Identifiability analysis of empirical models used for quantifying “biased” ligands

Background: Model identifiability is an important attribute that a model must satisfy in order to derive the meaningful interpretation of estimated parameters.  In general, there are two types of identifiability: structural and deterministic.  Structural identifiability is rooted in the underlying mathematical structure of model.  Deterministic identifiability is concerned with the study design and its execution.

Recently, interest has arisen in the ability of ligands to differentially regulate multiple signalling pathways when coupled to a single receptor, termed functional selectivity.  Analysis of these data has been based on the concept of biased ligands using a metric, logR, to compare differences from a reference over different pathways (i.e. to determine “bias” of a ligand to a pathway). This metric is based on an application of the operational model proposed by Black and Leff [1].  An understanding of which parameters can be estimated from the data and which should be fixed is not clearly evident in the literature.

Aim: To formally assess the identifiability of this application of the operational model.

Methods & Results: Structural identifiability of the operational model was fully explored using the criterion developed previously [2].  It was demonstrated that the original operational model was not structurally identifiable.  The parameters R(total receptor density) and K(equilibrium transduction constant) are reduced into a single quantity τ (termed the transducer ratio, Rt/K) to eliminate this issue.  The result also showed that with the increment of τ value, especially for full agonists, the operational model was not deterministically identifiable under normal study designs.  This explains the reason why in most cases KA is assigned to 1 for full agonist in current practice.  Only the ratio between τ and KA (equilibrium dissociation constant) could be precisely estimated.  Therefore, a new quantity designated  R (transduction coefficient, τ/KA) was introduced.  Furthermore, since all the estimated parameters were conditional upon Em (system maximal response) and Em is rarely known for sure, a “normalized” transduction coefficient, namely logR, was constructed to cancel out the possible estimation bias caused by any misspecification of Em, though it was originally intended to eliminate the system bias.  Finally, relative activity ratios of each ligand across different pathways (i.e., ∆∆logR) could be determined as the metric for functional selectivity.

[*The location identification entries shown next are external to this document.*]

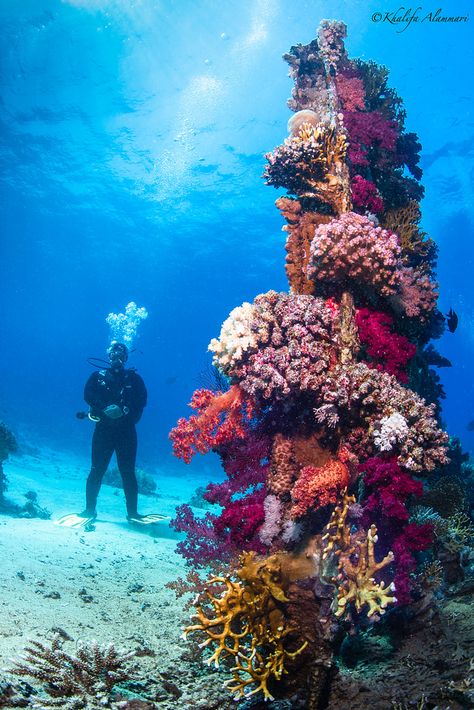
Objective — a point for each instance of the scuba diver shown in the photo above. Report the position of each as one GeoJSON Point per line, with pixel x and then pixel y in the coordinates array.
{"type": "Point", "coordinates": [116, 397]}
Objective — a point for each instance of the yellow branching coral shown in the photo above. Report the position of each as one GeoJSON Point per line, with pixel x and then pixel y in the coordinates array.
{"type": "Point", "coordinates": [338, 535]}
{"type": "Point", "coordinates": [312, 164]}
{"type": "Point", "coordinates": [246, 622]}
{"type": "Point", "coordinates": [356, 578]}
{"type": "Point", "coordinates": [357, 566]}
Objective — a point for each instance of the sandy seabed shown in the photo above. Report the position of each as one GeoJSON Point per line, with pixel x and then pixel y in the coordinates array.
{"type": "Point", "coordinates": [106, 585]}
{"type": "Point", "coordinates": [109, 585]}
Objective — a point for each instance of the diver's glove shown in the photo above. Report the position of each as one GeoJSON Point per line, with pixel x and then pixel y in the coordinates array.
{"type": "Point", "coordinates": [113, 411]}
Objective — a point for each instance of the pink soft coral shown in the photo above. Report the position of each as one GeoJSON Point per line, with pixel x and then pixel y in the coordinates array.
{"type": "Point", "coordinates": [352, 248]}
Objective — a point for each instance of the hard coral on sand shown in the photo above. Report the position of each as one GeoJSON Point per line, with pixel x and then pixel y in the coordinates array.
{"type": "Point", "coordinates": [86, 679]}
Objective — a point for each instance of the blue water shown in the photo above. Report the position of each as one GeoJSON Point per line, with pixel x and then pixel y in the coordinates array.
{"type": "Point", "coordinates": [133, 137]}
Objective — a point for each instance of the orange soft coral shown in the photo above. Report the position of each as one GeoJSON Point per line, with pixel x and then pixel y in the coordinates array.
{"type": "Point", "coordinates": [318, 486]}
{"type": "Point", "coordinates": [220, 418]}
{"type": "Point", "coordinates": [300, 228]}
{"type": "Point", "coordinates": [283, 467]}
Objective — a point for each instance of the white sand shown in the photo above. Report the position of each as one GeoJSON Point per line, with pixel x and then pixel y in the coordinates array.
{"type": "Point", "coordinates": [108, 584]}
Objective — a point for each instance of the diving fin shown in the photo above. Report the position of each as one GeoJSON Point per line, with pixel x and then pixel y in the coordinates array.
{"type": "Point", "coordinates": [147, 519]}
{"type": "Point", "coordinates": [74, 520]}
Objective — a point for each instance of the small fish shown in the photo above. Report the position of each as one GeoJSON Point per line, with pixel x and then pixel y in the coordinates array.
{"type": "Point", "coordinates": [452, 320]}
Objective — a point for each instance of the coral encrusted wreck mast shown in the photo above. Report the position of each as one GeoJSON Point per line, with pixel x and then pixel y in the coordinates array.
{"type": "Point", "coordinates": [319, 399]}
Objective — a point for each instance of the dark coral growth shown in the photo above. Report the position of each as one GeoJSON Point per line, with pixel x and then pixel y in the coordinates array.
{"type": "Point", "coordinates": [324, 439]}
{"type": "Point", "coordinates": [85, 680]}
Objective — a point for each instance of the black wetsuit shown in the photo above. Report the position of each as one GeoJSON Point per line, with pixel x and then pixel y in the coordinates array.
{"type": "Point", "coordinates": [126, 389]}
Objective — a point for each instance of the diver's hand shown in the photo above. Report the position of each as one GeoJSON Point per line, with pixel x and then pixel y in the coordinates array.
{"type": "Point", "coordinates": [113, 411]}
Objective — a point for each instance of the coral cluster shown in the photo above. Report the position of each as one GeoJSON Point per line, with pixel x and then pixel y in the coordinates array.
{"type": "Point", "coordinates": [85, 680]}
{"type": "Point", "coordinates": [293, 344]}
{"type": "Point", "coordinates": [246, 623]}
{"type": "Point", "coordinates": [324, 444]}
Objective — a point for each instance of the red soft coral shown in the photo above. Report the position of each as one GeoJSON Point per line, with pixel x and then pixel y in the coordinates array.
{"type": "Point", "coordinates": [365, 195]}
{"type": "Point", "coordinates": [389, 488]}
{"type": "Point", "coordinates": [387, 351]}
{"type": "Point", "coordinates": [369, 130]}
{"type": "Point", "coordinates": [221, 417]}
{"type": "Point", "coordinates": [318, 486]}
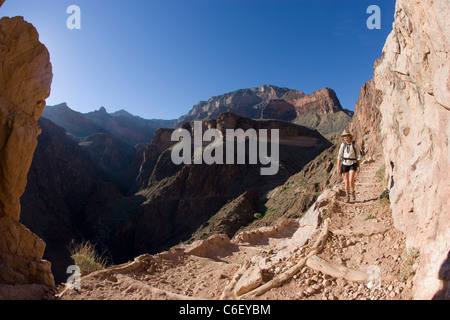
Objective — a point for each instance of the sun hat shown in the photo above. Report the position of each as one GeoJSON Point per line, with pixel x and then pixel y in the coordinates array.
{"type": "Point", "coordinates": [346, 133]}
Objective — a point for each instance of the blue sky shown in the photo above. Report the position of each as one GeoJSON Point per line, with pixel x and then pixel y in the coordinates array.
{"type": "Point", "coordinates": [158, 58]}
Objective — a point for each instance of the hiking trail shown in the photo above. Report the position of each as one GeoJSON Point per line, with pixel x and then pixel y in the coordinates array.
{"type": "Point", "coordinates": [336, 251]}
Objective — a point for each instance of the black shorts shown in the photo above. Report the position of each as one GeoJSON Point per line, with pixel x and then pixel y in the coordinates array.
{"type": "Point", "coordinates": [345, 168]}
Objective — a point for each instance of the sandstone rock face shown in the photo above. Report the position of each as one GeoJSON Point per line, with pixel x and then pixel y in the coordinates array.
{"type": "Point", "coordinates": [365, 125]}
{"type": "Point", "coordinates": [414, 78]}
{"type": "Point", "coordinates": [322, 101]}
{"type": "Point", "coordinates": [25, 78]}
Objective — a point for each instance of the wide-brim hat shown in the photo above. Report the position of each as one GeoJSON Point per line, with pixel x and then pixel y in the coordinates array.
{"type": "Point", "coordinates": [346, 133]}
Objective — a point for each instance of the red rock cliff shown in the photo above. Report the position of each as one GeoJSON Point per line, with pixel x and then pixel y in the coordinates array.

Discussion: The results from identifiability analysis provided additional pieces of rationale for the usage of current functional selectivity metrics from operational model.  The insights from this study may be valuable for the future work on the quantification of functional selectivity.

References:

  1. 1. Black J W et al. (1983). Proceedings of the Royal Society of London B: Biological Sciences, 220(1219), 141-162.
  2. 2. Shivva V et al. (2013). CPT: pharmacometrics & systems pharmacology, 2(6), 1-9.